Hoje começam os Jogos da 25ª edição dos Giochi Invernali e com eles reaparece uma narrativa que mistura encanto e apreensão. O New York Times descreve o evento como um verdadeiro pesadelo logístico: oito centros espalhados pelo norte da Itália, unidos por túneis, trens extras e linhas de ônibus reforçadas — cada intervenção transformada em potencial ponto de falha. Como observador atento, sinto que é como tentar costurar um manto com retalhos de paisagens: cada pedaço lindo, mas nem sempre fácil de alinhar.

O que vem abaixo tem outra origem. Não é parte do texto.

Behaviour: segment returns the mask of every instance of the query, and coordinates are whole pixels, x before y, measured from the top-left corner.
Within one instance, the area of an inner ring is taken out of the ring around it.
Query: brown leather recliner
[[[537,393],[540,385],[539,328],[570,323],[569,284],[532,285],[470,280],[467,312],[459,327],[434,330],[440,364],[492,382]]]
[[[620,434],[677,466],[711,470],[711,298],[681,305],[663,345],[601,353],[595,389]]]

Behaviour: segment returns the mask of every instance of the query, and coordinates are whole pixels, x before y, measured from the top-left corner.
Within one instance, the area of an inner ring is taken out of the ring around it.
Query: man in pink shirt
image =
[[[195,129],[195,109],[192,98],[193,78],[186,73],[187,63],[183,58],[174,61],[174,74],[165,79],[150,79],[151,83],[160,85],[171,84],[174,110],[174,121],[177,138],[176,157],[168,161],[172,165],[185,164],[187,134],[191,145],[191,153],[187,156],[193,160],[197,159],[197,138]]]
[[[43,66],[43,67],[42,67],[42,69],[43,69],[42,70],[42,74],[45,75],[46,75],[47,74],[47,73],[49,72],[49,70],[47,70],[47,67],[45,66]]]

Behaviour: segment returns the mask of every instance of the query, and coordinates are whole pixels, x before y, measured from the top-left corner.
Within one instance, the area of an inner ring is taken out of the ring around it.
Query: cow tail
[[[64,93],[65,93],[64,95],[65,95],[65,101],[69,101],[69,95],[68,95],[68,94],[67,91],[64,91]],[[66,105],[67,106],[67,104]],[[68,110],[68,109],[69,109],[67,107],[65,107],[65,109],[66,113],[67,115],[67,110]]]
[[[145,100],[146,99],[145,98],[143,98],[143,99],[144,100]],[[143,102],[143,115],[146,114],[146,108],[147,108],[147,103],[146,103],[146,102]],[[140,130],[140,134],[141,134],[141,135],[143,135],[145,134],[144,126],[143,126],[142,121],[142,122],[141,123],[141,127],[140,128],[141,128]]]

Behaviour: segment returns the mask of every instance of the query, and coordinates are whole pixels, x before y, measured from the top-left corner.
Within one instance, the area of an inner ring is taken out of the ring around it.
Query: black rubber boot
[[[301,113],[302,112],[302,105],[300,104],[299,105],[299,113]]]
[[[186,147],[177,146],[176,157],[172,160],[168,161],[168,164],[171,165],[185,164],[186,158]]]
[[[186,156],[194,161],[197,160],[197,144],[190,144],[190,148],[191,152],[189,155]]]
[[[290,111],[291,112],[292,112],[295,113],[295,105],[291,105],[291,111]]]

Os locais de competição estão separados por centenas de quilômetros e, mesmo quando parecem próximos no mapa, são separados por estradas sinuosas de montanha e vales profundos. A prova de descida livre masculina será em Bormio, a distância de Milão; o esqui nórdico encontra-se em Val di Fiemme; o biatlo em Anterselva, na borda com a Áustria. Essa dispersão foi apresentada pelos organizadores como uma solução de sustentabilidade — sem megaobras novas, apenas ajustes nas infraestruturas locais, inclusive túneis com aquela curiosa bênção episcopal — e um convite ao público para descobrir uma suposta “Itália autêntica” num roteiro quase obrigatório.
Mas a imprensa internacional não tem alisado essa narrativa. O tabloide alemão Bild tem criticado os atrasos crônicos nas obras, apontando problemas como os da funivia Apollonio‑Socrepes, em Cortina. A cobertura descreve o clima nos canteiros como um misto de impaciência e incerteza: previsões que oscilam entre duas semanas e dez dias, um capataz que evita falar e o mantra resignado de “acabaremos, mais cedo ou mais tarde”.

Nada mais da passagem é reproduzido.